Individual file formats may have additional formatting options. These are listed in the documentation for the individual formats (see Supported File Formats and Options) or can be shown using the -H <format-Id> option, e.g. -H cml.

To use these additional options, input format options are preceded by -a, e.g. -as. Output format options, which are much more common, are preceded by -x, e.g. -xn. So to read the 2D coordinates (rather than the 3D) from a CML file and generate an SVG file displaying the molecule on a black background, the relevant options are used as follows:

obabel mymol.cml out.svg -a2 -xb

Append property values to the title#

The command line option --append adds extra information to the title of the molecule.

The information can be calculated from the structure of the molecule or can originate from a property attached to the molecule (in the case of CML and SDF input files). It is used as follows:

obabel infile.sdf -osmi --append "MW CAT_NO"

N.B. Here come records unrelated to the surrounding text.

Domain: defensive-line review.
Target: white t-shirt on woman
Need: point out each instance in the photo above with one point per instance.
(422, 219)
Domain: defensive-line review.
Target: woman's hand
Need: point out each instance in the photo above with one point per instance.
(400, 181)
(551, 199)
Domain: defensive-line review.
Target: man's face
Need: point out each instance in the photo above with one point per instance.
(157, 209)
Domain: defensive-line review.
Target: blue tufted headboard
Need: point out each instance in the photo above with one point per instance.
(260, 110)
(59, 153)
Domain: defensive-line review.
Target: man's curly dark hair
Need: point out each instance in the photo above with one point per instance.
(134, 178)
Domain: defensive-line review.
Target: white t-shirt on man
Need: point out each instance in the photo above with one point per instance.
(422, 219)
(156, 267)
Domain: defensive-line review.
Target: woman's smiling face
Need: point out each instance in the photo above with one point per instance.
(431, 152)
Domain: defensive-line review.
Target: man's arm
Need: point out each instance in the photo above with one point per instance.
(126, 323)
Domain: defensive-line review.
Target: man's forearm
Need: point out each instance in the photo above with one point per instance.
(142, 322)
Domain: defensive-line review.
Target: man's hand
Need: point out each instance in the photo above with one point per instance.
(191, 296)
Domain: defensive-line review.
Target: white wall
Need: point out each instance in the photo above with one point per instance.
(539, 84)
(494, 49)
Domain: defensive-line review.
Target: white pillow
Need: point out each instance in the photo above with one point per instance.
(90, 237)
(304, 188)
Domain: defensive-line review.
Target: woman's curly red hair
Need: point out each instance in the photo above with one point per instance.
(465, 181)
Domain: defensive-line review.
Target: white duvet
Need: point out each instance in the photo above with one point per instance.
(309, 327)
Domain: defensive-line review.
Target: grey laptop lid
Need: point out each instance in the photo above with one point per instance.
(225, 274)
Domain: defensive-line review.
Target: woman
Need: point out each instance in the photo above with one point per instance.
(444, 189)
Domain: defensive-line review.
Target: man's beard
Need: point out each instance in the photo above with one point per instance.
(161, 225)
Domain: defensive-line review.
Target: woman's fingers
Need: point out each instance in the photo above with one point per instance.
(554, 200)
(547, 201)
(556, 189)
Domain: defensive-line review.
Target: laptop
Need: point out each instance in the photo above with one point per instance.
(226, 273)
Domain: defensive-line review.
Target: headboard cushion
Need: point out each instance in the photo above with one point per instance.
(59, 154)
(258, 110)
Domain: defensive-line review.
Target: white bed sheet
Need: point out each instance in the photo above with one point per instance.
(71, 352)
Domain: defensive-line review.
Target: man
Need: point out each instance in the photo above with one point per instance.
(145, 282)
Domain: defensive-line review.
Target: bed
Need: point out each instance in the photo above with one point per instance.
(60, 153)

MW is the ID of a descriptor which calculates the molecular weight of the molecule, and CAT_NO is a property of the molecule from the SDF input file. The values of these are added to the title of the molecule. For input files with many molecules these additions are specific to each molecule. (Note that the related option --addtotitle simply adds the same text to every title.)

The append option only takes one parameter, which means that it may be necessary to enclose all of the descriptor IDs or property names together in a single set of quotes.

If the name of the property in the SDF file (internally the Attribute in OBPairData) contains spaces, these spaces should be replaced by underscore characters, ‘_’. So the example above would also work for a property named CAT NO.

By default, the extra items are added to the title separated by spaces. But if the first character in the parameter is a punctuation character other than ‘_’, it is used as the separator instead. If the list starts with “t”, a tab character is used as a separator.

Generating conformers for structures#

The command line option --conformer allows performing conformer searches using a range of different algorithms and options:

  • --log - output a log of the energies (default = no log)

  • --nconf # - number of conformers to generate

Forcefield-based methods for finding stable conformers:

  • --systematic - systematically (exhaustively) generate all conformers

  • --random - randomly generate conformers

  • --weighted - weighted rotor search for lowest energy conformer

  • --ff <name> - select a forcefield (default = MMFF94)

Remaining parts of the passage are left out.